BACKGROUND-: Although inducible nitric oxide synthase (iNOS) is known to impart powerful protection against myocardial infarction, the mechanism for this salubrious action remains unclear. METHODS AND RESULTS-: Adenovirus-mediated iNOS gene transfer in mice resulted 48 to 72 hours later in increased expression not only of iNOS protein but also of heme oxygenase (HO)-1 mRNA and protein; HO-2 protein expression did not change. iNOS gene transfer markedly reduced infarct size in wild-type mice, but this effect was completely abrogated in HO-1 mice. At 48 hours after iNOS gene transfer, nuclear factor-κB was markedly activated.
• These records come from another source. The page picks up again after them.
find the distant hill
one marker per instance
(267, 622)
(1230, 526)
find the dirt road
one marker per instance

In transgenic mice with cardiomyocyte-restricted expression of a dominant negative mutant of IκBα (IκBα), both basal HO-1 levels and upregulation of HO-1 by iNOS gene transfer were suppressed. Chromatin immunoprecipitation analysis of mouse hearts provided direct evidence that nuclear factor-κB subunits p50 and p65 were recruited to the HO-1 gene promoter (-468 to-459 bp) 48 hours after iNOS gene transfer. CONCLUSIONS-: This study demonstrates for the first time the existence of a close functional coupling between cardiac iNOS and cardiac HO-1: iNOS upregulates HO-1 by augmenting nuclear factor-κB binding to the region of the HO-1 gene promoter from-468 to-459 bp, and HO-1 then mediates the cardioprotective effects of iNOS. These results also reveal an important role of nuclear factor-κB in both basal and iNOS-induced expression of cardiac HO-1. Collectively, the present findings significantly expand our understanding of the regulation of cardiac HO-1 and of the mechanism whereby iNOS exerts its cardioprotective actions.